Whether begrudgingly or not, Jesus teaches us to pay our taxes. But He doesn’t stop there. He says that we are supposed to pay our dues to the government and also to His Kingdom work as well. There is no third category for “our” money to remains ours. What Jesus is saying here is that after we pay our taxes, everything else is His. This isn’t to say we must tithe whatever we don’t end up paying in taxes, rather, it’s an acknowledgement that what we have in the bank and in our wallets is a gift from God.
Jesus’s parable of the servants and the talents in Matthew 25 illustrates this point. Two of the servants used the money their master had given them to invest and reap something from the generous gift. But one servant, fearful of losing the gift, just buried it and never used it. In the parable, God reprimands the servant for not using God’s gift.
With financial burdens pressing down on us often from all sides, it’s easy to feel bitter about paying taxes. But perhaps realizing that the money was never ours in the first place can shift our attitude. If we let God lead the way with our finances, we become concerned with how God’s kingdom is being furthered in our churches, families and communities.
Tax Day is not a day of mourning; neither is it a day of celebration. It is simply a deadline.

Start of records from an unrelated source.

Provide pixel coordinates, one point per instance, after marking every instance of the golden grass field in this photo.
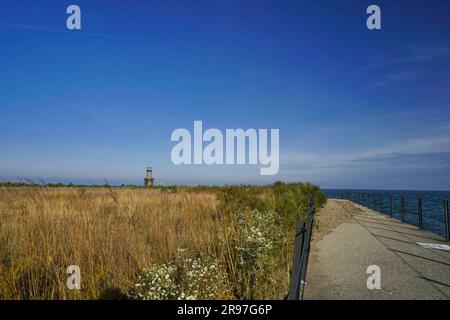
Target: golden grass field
(114, 234)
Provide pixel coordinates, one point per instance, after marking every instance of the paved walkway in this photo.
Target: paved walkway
(340, 257)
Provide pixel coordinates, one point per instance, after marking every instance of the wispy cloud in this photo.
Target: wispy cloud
(414, 55)
(397, 77)
(62, 30)
(429, 150)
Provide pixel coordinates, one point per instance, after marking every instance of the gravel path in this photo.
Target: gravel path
(351, 238)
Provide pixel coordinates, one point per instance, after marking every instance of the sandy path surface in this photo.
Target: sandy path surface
(350, 238)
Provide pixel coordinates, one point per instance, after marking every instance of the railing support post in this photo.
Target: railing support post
(447, 221)
(381, 202)
(419, 209)
(402, 207)
(390, 205)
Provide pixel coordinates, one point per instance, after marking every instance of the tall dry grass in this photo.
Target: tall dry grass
(112, 235)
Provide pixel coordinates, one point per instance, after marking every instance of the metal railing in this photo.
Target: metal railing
(372, 201)
(302, 244)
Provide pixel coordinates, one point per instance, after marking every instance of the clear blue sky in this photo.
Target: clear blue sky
(355, 108)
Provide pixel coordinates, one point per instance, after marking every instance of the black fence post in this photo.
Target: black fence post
(447, 221)
(374, 201)
(402, 208)
(390, 205)
(419, 209)
(381, 202)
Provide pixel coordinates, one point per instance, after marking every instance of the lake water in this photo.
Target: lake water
(432, 205)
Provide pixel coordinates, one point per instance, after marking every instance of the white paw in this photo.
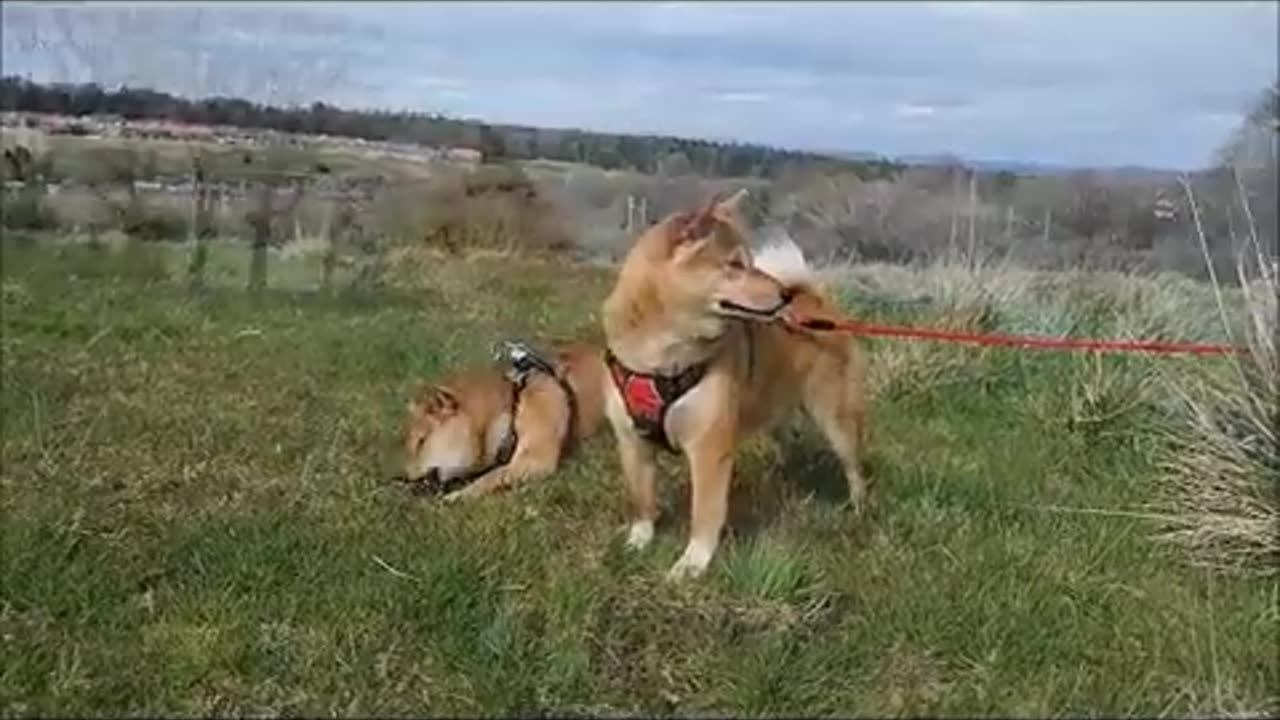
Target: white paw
(693, 563)
(640, 534)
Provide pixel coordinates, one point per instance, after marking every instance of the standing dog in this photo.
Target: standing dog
(700, 354)
(489, 428)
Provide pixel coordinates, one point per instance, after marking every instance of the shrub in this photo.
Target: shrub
(27, 210)
(496, 209)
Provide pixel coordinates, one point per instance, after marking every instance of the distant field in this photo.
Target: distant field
(83, 158)
(197, 516)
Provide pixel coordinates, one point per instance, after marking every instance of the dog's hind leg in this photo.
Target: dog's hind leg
(836, 401)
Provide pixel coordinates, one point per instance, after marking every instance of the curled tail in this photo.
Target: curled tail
(781, 258)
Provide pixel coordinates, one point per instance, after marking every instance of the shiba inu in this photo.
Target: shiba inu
(702, 350)
(490, 428)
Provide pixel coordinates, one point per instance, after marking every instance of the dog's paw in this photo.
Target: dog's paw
(691, 564)
(640, 534)
(456, 496)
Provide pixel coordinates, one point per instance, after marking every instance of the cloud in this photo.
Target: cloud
(1057, 82)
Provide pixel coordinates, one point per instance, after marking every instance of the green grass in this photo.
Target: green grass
(197, 519)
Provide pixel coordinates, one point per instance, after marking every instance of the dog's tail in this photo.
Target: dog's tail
(780, 256)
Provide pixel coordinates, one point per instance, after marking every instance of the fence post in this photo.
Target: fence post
(261, 224)
(196, 231)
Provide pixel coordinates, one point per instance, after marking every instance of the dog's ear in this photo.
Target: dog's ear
(433, 400)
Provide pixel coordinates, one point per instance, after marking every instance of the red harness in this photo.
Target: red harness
(648, 397)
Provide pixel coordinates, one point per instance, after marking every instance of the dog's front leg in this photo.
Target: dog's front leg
(711, 463)
(640, 475)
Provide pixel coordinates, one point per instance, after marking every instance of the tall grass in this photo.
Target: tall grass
(1221, 495)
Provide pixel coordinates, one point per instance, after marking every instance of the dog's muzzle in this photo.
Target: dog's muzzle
(429, 484)
(787, 295)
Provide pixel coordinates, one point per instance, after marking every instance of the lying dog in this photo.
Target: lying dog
(490, 428)
(702, 351)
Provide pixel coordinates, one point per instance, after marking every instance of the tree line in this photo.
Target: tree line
(644, 154)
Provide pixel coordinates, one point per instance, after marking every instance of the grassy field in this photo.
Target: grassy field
(197, 519)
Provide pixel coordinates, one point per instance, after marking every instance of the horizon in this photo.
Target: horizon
(981, 89)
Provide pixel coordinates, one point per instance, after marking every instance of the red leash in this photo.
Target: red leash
(1016, 341)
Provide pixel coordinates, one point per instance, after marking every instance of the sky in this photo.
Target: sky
(1068, 83)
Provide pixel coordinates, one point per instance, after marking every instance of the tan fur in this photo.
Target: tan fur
(666, 314)
(456, 425)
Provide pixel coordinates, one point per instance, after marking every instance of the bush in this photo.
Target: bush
(496, 209)
(27, 210)
(141, 222)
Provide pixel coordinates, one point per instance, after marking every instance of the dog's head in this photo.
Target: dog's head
(703, 264)
(439, 440)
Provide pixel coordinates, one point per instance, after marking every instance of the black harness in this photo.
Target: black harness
(524, 361)
(649, 396)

We pay our taxes, keep our chin up and then we can move on.
This Tax Day, let’s remember that God has granted us a great abundance even after we pay our taxes. And having rendered to the United States like Jesus instructed the Jews to render to Caesar, we can now look for ways to render the rest to God.
It’s a difficult passage in Scripture, but it ends with a practical and encourage “therefore” statement for the financially frustrated. Jesus says, “Therefore do not worry about tomorrow, for tomorrow will worry about itself. Each day has enough trouble of its own” (Matthew 6:34).
Sure, Tax Day has its trouble. But today, and every day, let’s leave our fears and anxieties behind. Let’s stop worrying, and start cultivating a new relationship with money that recognizes every penny, nickel and hundred-dollar bill is part of God’s wonderful provision for us, for our use, to His glory.